The King Of Arad And The Vow At Hormah
The first appearance is hostile. As Israel approaches Canaan from the wilderness, "the Canaanite, the king of Arad, who dwelt in the South, heard that Israel came by the way of Atharim; and he fought against Israel, and took some of them captive" (Num 21:1). Israel's response is a conditional vow to Yahweh, framed as a herem: "If you will indeed deliver this people into my hand, then I will completely destroy their cities" (Num 21:2). The narrative reports the answer in the next verse — "And Yahweh listened to the voice of Israel, and delivered up the Canaanites; and they completely destroyed them and their cities: and the name of the place was called Hormah" (Num 21:3). The episode therefore yields the place-name Hormah ("destruction"), bound to the Arad encounter from this point forward.

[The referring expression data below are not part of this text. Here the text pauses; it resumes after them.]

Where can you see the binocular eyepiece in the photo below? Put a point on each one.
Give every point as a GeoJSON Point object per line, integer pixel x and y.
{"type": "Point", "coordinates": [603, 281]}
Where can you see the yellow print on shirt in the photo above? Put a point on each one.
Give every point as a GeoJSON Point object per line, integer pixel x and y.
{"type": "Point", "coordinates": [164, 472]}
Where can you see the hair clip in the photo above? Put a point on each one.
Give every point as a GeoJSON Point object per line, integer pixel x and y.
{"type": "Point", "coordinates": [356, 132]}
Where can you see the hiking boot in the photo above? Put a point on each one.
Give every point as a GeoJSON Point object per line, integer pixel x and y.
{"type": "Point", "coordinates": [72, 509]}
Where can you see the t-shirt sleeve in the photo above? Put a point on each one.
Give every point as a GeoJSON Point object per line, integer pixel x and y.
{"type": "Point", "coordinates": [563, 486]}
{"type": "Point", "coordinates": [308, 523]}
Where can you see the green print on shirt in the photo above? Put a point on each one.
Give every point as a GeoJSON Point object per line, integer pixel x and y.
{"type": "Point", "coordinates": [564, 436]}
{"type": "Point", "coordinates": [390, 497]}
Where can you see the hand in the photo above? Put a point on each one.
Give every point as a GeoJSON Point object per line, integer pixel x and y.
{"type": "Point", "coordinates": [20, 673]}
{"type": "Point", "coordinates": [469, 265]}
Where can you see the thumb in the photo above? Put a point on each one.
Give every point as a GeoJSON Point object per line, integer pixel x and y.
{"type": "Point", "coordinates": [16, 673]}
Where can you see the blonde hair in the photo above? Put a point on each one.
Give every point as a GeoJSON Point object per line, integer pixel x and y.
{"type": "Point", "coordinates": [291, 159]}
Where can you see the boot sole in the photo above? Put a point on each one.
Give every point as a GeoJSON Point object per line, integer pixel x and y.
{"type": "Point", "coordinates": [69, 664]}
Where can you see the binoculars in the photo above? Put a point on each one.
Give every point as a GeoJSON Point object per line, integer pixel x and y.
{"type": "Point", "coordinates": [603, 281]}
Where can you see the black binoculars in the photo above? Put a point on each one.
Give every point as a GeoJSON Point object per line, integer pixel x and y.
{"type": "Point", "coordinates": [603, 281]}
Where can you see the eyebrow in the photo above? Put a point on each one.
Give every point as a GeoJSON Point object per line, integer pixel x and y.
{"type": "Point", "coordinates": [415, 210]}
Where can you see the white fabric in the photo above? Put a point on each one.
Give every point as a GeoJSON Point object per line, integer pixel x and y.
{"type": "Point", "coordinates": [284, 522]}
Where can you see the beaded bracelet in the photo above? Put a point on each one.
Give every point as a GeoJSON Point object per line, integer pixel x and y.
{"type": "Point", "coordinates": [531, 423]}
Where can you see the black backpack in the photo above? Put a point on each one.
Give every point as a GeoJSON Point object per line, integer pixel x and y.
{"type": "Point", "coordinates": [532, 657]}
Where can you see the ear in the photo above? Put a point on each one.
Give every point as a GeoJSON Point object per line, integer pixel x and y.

The wilderness-itinerary recap in Numbers 33 names the same king again: "And the Canaanite, the king of Arad, who dwelt in the South in the land of Canaan, heard of the coming of the sons of Israel" (Num 33:40). The repetition fixes Arad's location ("the South," i.e. the Negeb) and identifies its king as the relevant antagonist in the southern approach to Canaan.
Arad Among The Defeated Kings
Joshua 12 catalogues the kings whom Joshua and the sons of Israel struck west of the Jordan. In that list Arad sits beside Hormah — the very name the Numbers 21 vow produced — in two consecutive lines: "the king of Hormah, one; the king of Arad, one;" (Josh 12:14). The pairing in the conquest list mirrors the Numbers 21 narrative geography, where the Arad encounter is what generated the Hormah toponym in the first place.
Arad And The Negeb In The Settlement Period
Once Israel is settled, Arad still functions as a regional anchor in the south. Judges describes the Kenite migration northward with Judah: "And the sons of the Kenite, Moses' father-in-law, went up out of the city of palm-trees with the sons of Judah into the wilderness of Judah, which is in the Negeb of Arad; and Amalek went and dwelt with them" (Judg 1:16). The phrase "the Negeb of Arad" treats Arad as a fixed reference point for the southern wilderness district where Kenites and Amalek settled in proximity to Judah.
Arad The Benjamite
The other Arad in the UPDV is a person, not a place. He appears in the genealogy of Beriah's sons in 1 Chronicles 8: "and Zebadiah, and Arad, and Eder," (1Ch 8:15). The list is bare — no narrative, no further mention — and shares nothing with the Negeb city beyond the name itself.